Деньги ничто, когда они есть, - афористично бросил Антон и продолжил. -
Помнишь, как хвастался богатенький Буратино: "У меня есть пять золотых!"
Деревянный придурок так ничего и не узнал об инфляции... На востоке проще.
Там при инфляции из гарема начинают продавать наиболее старых и сварливых
жен, - так дрейфовал по волне строк Саянов.
- Это тебе не грозит. Я молодая, красивая, умная и сговорчивая. Иначе ты
бы на мне не женился.
Антон согласился и вспомнил, как его спросили:
"Почему же ты все-таки женился на Катеньке?" и он ответил: "Но ведь
должен был кто-то на ней жениться." Пошутил, наверное.
- Слушай, - сказала Катя. - Я бы хотела обсудить с тобой одну покупку,
но у нас всего один час свободного времени.
- Тогда отложим до выходных. Я вообще, Катерина, кажется, болен.
- Я так и думала. Здоровый человек столько пирожных за раз не сожрет!
- Ладно, ладно, я уже здоров. Бери чашку кофе и приобщайся к торжеству
моей жизни, - сказал Поэт и расслабился.
Уходя, они забыли подаренные Кате нарциссы. Цветы были возложены к
памятнику двух кофейных чашек.
Нагрузившись кофе и поглупев, Антон пошел звонить Паше Ассу, нашел возле
одного из домов (с табличкой "Во дворе злая собака, рыжая кошка и петух")
телефон и на удивление быстро дозвонился.
Но тот только сердито буркнул:
- Чего это ты мне звонишь?
- Да просто так, - признался Антон и бросил трубкой.
Антон считал считал Пашу Асса своим другом, потому что отчетливо помнил,
как Асс дал ему однажды взаймы денег, а он их до сих пор не отдал. Паша был
официальным соавтором Антона, вместе они создали один очень глупый роман,
на котором уже обогатилось 23 издательства (данные на апрель 1992 года).
Паша Асс был также вторым человеком в журнале "Пан Бэ".
Этот альманах Венечка Консенсус называл не иначе как "Рассвет-рассвет".
Два раза "Рассвет" очевидно для того, чтобы до тупого Антона дошло.

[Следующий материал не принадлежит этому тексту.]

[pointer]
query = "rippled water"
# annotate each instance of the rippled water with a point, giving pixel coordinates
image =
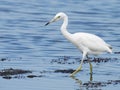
(28, 44)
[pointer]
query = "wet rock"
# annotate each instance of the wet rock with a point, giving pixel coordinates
(3, 59)
(32, 76)
(64, 71)
(11, 71)
(7, 77)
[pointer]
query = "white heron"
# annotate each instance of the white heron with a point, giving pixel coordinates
(88, 44)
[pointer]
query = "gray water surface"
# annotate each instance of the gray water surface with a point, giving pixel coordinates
(28, 44)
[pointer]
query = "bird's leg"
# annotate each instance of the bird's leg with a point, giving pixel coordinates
(89, 64)
(80, 67)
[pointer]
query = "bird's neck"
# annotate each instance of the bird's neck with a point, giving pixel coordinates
(64, 28)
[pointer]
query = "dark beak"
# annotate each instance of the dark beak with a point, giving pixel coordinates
(47, 23)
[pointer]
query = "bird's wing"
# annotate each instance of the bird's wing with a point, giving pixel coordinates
(90, 41)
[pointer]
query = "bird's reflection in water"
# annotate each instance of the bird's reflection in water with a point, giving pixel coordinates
(79, 81)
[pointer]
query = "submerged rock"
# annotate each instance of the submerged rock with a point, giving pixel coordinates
(11, 71)
(64, 71)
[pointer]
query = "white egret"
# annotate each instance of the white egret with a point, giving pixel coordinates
(87, 43)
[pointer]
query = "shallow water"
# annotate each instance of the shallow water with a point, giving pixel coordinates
(27, 44)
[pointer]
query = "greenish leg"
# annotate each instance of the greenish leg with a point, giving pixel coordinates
(90, 67)
(80, 67)
(77, 70)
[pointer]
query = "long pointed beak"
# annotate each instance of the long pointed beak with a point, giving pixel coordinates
(47, 23)
(53, 20)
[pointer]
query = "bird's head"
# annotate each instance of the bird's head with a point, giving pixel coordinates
(57, 17)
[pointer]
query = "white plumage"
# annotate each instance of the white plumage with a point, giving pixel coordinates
(87, 43)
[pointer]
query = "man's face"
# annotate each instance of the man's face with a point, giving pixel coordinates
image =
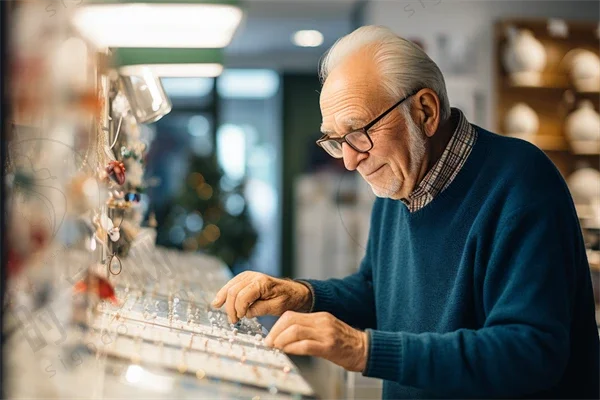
(351, 98)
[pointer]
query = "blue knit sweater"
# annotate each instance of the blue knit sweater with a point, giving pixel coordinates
(483, 293)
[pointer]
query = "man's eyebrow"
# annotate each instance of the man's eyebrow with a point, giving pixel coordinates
(350, 124)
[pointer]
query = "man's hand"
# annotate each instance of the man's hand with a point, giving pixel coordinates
(320, 335)
(251, 294)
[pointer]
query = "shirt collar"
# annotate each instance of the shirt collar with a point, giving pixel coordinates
(446, 168)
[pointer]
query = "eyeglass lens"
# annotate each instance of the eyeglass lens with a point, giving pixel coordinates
(358, 140)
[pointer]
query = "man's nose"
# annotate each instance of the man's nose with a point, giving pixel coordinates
(352, 157)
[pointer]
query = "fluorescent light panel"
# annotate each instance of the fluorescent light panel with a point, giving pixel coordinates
(175, 70)
(158, 25)
(169, 62)
(308, 38)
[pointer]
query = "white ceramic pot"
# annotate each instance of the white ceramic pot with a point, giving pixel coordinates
(584, 71)
(583, 128)
(521, 120)
(524, 58)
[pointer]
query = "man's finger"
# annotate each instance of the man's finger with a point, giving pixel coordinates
(295, 333)
(232, 293)
(261, 307)
(246, 297)
(221, 295)
(307, 348)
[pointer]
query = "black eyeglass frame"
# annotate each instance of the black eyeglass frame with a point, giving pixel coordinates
(363, 130)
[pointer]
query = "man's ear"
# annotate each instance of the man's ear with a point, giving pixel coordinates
(426, 106)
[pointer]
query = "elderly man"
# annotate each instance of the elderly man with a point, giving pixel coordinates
(475, 282)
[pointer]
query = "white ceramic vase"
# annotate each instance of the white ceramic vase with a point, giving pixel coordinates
(524, 57)
(582, 128)
(584, 70)
(521, 121)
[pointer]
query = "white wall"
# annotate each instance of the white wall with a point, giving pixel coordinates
(473, 22)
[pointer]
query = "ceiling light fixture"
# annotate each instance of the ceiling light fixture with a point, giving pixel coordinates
(172, 63)
(158, 23)
(308, 38)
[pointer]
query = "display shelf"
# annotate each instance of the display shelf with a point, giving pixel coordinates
(556, 96)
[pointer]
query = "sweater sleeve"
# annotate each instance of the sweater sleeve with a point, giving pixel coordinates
(527, 292)
(350, 299)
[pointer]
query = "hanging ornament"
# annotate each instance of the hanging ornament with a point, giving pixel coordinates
(132, 197)
(116, 171)
(98, 286)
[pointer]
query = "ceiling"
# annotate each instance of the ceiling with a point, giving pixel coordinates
(263, 38)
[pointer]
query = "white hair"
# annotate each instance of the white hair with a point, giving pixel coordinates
(404, 66)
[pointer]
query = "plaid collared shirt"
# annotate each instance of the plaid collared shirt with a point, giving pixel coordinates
(447, 167)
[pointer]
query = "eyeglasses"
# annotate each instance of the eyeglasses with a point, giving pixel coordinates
(359, 139)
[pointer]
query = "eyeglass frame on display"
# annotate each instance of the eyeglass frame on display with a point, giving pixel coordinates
(363, 130)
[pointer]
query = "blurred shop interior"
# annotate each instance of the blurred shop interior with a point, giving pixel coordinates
(145, 136)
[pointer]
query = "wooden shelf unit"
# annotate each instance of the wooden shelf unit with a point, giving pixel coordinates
(555, 98)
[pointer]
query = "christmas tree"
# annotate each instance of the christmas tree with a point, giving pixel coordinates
(211, 215)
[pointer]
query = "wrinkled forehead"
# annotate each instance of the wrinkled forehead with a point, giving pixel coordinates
(349, 102)
(354, 82)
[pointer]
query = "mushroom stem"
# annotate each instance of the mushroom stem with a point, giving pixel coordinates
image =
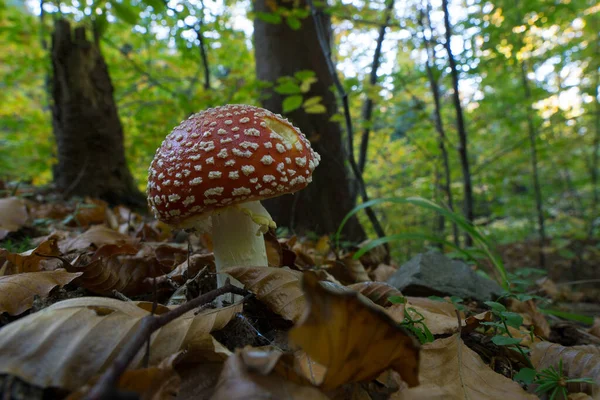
(238, 240)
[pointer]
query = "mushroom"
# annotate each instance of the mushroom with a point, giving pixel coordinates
(212, 170)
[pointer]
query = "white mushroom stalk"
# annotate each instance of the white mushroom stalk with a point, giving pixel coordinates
(215, 167)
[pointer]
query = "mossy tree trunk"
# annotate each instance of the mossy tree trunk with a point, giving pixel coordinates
(89, 135)
(282, 51)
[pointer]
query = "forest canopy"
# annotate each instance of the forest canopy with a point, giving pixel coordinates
(527, 75)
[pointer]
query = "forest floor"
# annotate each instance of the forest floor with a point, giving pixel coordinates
(83, 286)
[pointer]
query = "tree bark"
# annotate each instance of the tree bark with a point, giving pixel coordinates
(460, 124)
(437, 117)
(89, 136)
(281, 51)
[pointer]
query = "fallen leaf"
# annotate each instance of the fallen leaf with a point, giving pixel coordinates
(248, 374)
(68, 343)
(378, 292)
(160, 382)
(97, 236)
(580, 362)
(451, 370)
(126, 274)
(13, 215)
(30, 261)
(278, 288)
(354, 339)
(17, 292)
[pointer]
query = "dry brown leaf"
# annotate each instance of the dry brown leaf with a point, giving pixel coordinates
(97, 236)
(160, 382)
(124, 273)
(383, 272)
(68, 343)
(354, 339)
(30, 261)
(13, 215)
(578, 362)
(378, 292)
(534, 316)
(451, 368)
(17, 292)
(278, 288)
(248, 374)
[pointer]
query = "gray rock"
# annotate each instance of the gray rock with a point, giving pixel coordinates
(432, 273)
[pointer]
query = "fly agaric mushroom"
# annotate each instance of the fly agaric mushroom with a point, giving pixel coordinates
(212, 170)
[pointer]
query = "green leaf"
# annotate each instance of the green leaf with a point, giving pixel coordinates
(270, 18)
(505, 340)
(125, 12)
(287, 87)
(292, 103)
(293, 22)
(525, 375)
(157, 5)
(497, 307)
(397, 299)
(513, 319)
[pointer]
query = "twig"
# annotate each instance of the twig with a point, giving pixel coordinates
(344, 96)
(106, 385)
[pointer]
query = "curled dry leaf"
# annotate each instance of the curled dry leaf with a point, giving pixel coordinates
(278, 288)
(354, 339)
(13, 215)
(249, 374)
(124, 273)
(68, 343)
(17, 292)
(451, 370)
(160, 382)
(378, 292)
(580, 362)
(97, 236)
(30, 261)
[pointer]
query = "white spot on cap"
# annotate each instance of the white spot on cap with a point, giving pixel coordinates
(239, 153)
(223, 153)
(214, 191)
(267, 160)
(189, 200)
(241, 191)
(252, 132)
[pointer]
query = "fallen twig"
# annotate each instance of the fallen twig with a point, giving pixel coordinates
(105, 387)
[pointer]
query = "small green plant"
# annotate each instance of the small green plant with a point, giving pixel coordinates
(413, 321)
(551, 381)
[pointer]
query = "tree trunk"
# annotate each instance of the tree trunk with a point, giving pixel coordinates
(89, 136)
(460, 124)
(281, 51)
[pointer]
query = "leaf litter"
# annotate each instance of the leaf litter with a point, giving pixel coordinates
(322, 323)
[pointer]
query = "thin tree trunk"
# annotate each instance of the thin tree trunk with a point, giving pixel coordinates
(460, 124)
(282, 51)
(439, 126)
(89, 136)
(368, 106)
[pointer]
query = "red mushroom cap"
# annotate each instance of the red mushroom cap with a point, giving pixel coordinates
(224, 156)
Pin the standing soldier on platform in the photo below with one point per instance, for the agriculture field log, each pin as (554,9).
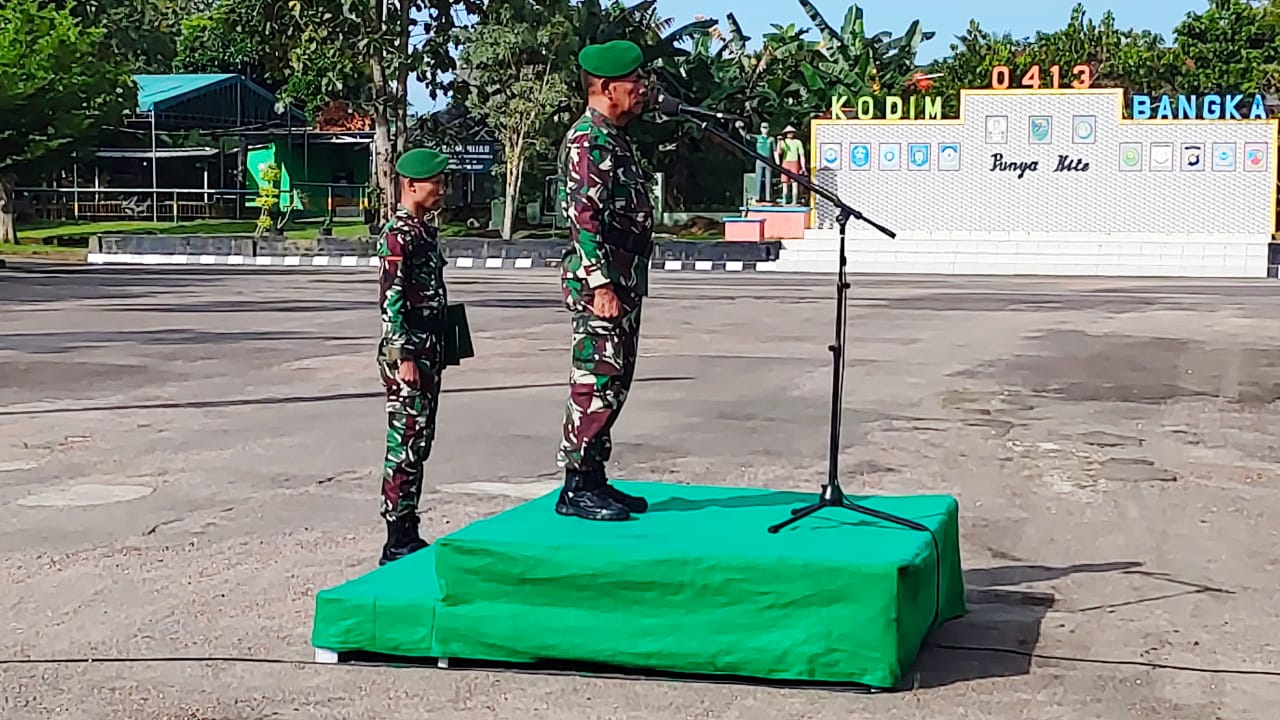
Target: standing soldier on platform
(411,352)
(604,195)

Но вообще-то, при всех своих плюсах, Асс мало что соображал в хорошей
литературе и в пост-модерне, особенно. Скажем больше, попади ему на
очкастые глаз даже эти удивительные по своей первозданности строки, он и
здесь бы сказал, что это все дерьмо. Руку даю на отсечение. (Если угадал -
целуй руку!)
Кроме упомянутых Паши и Венечки, в Москве остался еще Федя Секер (тоже
герой "Теории волны"). Федя совсем опустился и ничего уже не пописывал.
Антон подозревал, что к старости Секер будет похож на пожилого вежливого
еврея, и будет носиться с писаной торбой бегемотовских сочинений, желая
обратить их в живые деньги.
Эта мысль согревала Антона, и он забывал, что для этого должны пройти
годы...
А сейчас молодожены вернулись в номер и здесь следует отступление о том,
какая чистая любовь все же возможна еще в наши бесчувственные времена.
Потом Катя стала рисовать картину "Стремительный взлет чайки, два часа
неподвижно сидевшей на песке", а Антон что-то собачил на пишущей машинке.
- Опять фигней занимаешься? - поинтересовалась Катя.
- Да нет, - отозвался Антон. - Просто жду ужин...
На лоджии стал тревожно завывать ветер. Еще утром над горами висели
пепельные облака, намертво повторявшие форму гор. Теперь они налились
свинцом и набухали прямо на глазах. Почернев до цвета сажи, тучи двинулись
в сторону моря. Над Домом отдыха пролил шумный ливень.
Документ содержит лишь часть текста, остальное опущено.